Le rythme des innovations dans le domaine des Nouvelles Technologies est tel que l’on ne sait plus où s’arrête le nouveau et où commence le déjà « ancien ». Cette réflexion sur l’e-recrutement ne peut donc avoir qu’une conclusion provisoire car chacun des éléments cités dans ce mémoire continue d’évoluer en permanence.

 

Nous l’avons dit dès le début, l’e-recrutement est un fait, une méthode de recrutement à par entière. Et comme exposer dans la quatrième partie de ce travail, nous pensons que le « e » d’e-recrutement va disparaître.

 

En cela, nous ne ressentirons plus à l’avenir, le besoin de différencier le « e-recrutement » de son homologue plus ancien. En effet, nous palerons simplement demain de recrutement sans en préciser les modalités.

 

Les entreprises qui s’engagent aujourd’hui dans une démarche e-recrutement le font donc, non pas pour répondre à un phénomène de mode, mais bien dans le cadre d’une stratégie d’entreprise.

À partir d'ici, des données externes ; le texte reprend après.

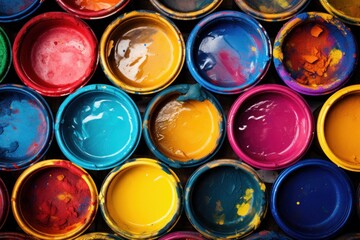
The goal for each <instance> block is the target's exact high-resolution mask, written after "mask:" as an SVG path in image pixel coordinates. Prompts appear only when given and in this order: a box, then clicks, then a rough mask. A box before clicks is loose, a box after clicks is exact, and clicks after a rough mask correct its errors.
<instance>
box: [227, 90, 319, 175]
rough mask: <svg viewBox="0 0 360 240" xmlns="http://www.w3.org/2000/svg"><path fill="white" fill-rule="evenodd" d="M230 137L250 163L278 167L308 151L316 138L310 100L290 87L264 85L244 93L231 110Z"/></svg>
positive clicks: (265, 168)
mask: <svg viewBox="0 0 360 240" xmlns="http://www.w3.org/2000/svg"><path fill="white" fill-rule="evenodd" d="M228 121H229V123H228V137H229V141H230V144H231V146H232V148H233V149H234V151H235V153H236V154H237V155H238V156H239V157H240V158H241V159H242V160H244V161H245V162H247V163H248V164H250V165H252V166H254V167H256V168H260V169H269V170H275V169H280V168H284V167H287V166H289V165H291V164H293V163H295V161H297V160H299V158H300V157H302V156H303V154H305V152H306V151H307V149H308V147H309V146H310V144H311V141H312V138H313V128H314V126H313V125H314V124H313V117H312V112H311V110H310V108H309V106H308V104H307V103H306V102H305V101H304V100H303V99H302V97H301V96H300V95H298V94H296V93H295V92H294V91H292V90H290V89H289V88H286V87H283V86H280V85H273V84H268V85H262V86H259V87H256V88H254V89H252V90H249V91H248V92H246V93H245V94H243V95H241V96H240V97H239V98H238V99H237V100H236V102H235V103H234V104H233V106H232V107H231V110H230V113H229V120H228Z"/></svg>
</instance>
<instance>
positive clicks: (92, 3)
mask: <svg viewBox="0 0 360 240" xmlns="http://www.w3.org/2000/svg"><path fill="white" fill-rule="evenodd" d="M56 2H57V3H58V4H59V6H60V7H61V8H62V9H64V10H65V11H67V12H68V13H71V14H74V15H76V16H78V17H80V18H83V19H102V18H106V17H109V16H111V15H113V14H115V13H117V12H119V11H121V10H122V9H123V8H125V7H126V5H127V4H128V3H129V2H130V0H100V1H76V0H56Z"/></svg>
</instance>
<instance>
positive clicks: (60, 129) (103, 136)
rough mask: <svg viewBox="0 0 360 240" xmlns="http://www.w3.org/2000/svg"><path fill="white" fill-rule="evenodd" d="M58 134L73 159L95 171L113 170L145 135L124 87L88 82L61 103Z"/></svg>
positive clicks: (136, 107)
mask: <svg viewBox="0 0 360 240" xmlns="http://www.w3.org/2000/svg"><path fill="white" fill-rule="evenodd" d="M55 136H56V140H57V142H58V144H59V147H60V149H61V150H62V151H63V153H64V154H65V156H66V157H67V158H68V159H69V160H71V161H72V162H74V163H76V164H78V165H79V166H81V167H83V168H86V169H91V170H103V169H109V168H112V167H114V166H116V165H118V164H119V163H121V162H123V161H125V160H126V159H127V158H128V157H129V156H130V155H131V154H132V153H133V152H134V151H135V148H136V146H137V145H138V143H139V141H140V136H141V118H140V113H139V110H138V108H137V106H136V105H135V103H134V102H133V100H132V99H131V98H130V97H129V96H128V95H127V94H126V93H125V92H123V91H122V90H120V89H118V88H116V87H113V86H109V85H105V84H99V85H88V86H86V87H83V88H81V89H79V90H78V91H76V92H75V93H73V94H71V95H69V97H68V98H66V99H65V101H64V102H63V103H62V104H61V106H60V108H59V110H58V113H57V116H56V123H55Z"/></svg>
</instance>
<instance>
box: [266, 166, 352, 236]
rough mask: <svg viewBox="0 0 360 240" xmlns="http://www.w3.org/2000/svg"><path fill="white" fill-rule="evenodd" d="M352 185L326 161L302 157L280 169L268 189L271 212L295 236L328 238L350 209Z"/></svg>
mask: <svg viewBox="0 0 360 240" xmlns="http://www.w3.org/2000/svg"><path fill="white" fill-rule="evenodd" d="M353 198H354V194H353V187H352V182H351V180H350V178H349V177H348V176H347V174H346V173H345V171H343V170H342V169H341V168H339V167H337V166H336V165H335V164H333V163H332V162H330V161H327V160H322V159H304V160H302V161H300V162H298V163H296V164H294V165H293V166H290V167H288V168H287V169H285V170H284V171H282V172H281V173H280V175H279V177H278V178H277V179H276V181H275V183H274V185H273V189H272V192H271V201H270V202H271V203H270V208H271V213H272V215H273V217H274V219H275V221H276V223H277V224H278V226H279V227H280V228H281V229H282V230H283V231H284V232H285V233H286V234H288V235H289V236H291V237H292V238H295V239H331V238H332V237H334V236H335V235H336V234H337V233H339V231H340V230H341V229H342V228H343V227H344V226H345V225H346V223H347V222H348V220H349V219H350V217H351V214H352V210H353V204H354V202H353Z"/></svg>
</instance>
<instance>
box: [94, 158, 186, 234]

Le développement du e-recrutement est indéniable, et certainement souhaitable en raison de ces nombreux avantages (gain de temps, meilleur ciblage, diffusion plus large de l’information, diminution des coûts...), tant pour les candidats que pour les entreprises. Mais ces mêmes avantages peuvent devenir des inconvénients : surabondance CV réceptionnée, média réservé à certaines catégories de la population...

 

Le fait est que le recrutement par Internet facilite le croisement entre l’offre et la demande d’emploi. La tâche du chargé de recrutement s’en trouve donc facilitée mais le choix demeure de son ressort. On peut aussi imaginer que demain l’entretien, aujourd’hui encore physique, pourra être virtuel…

 

Pour certains, cette déshumanisation clôturera le sort du e-recrutement car si l’on « déshumanise » trop le recrutement, les candidats et aussi les recruteurs, lassés par les échecs qui en découleront, ne délaisseront-ils ce canal de recrutement ? L’avenir nous le dira.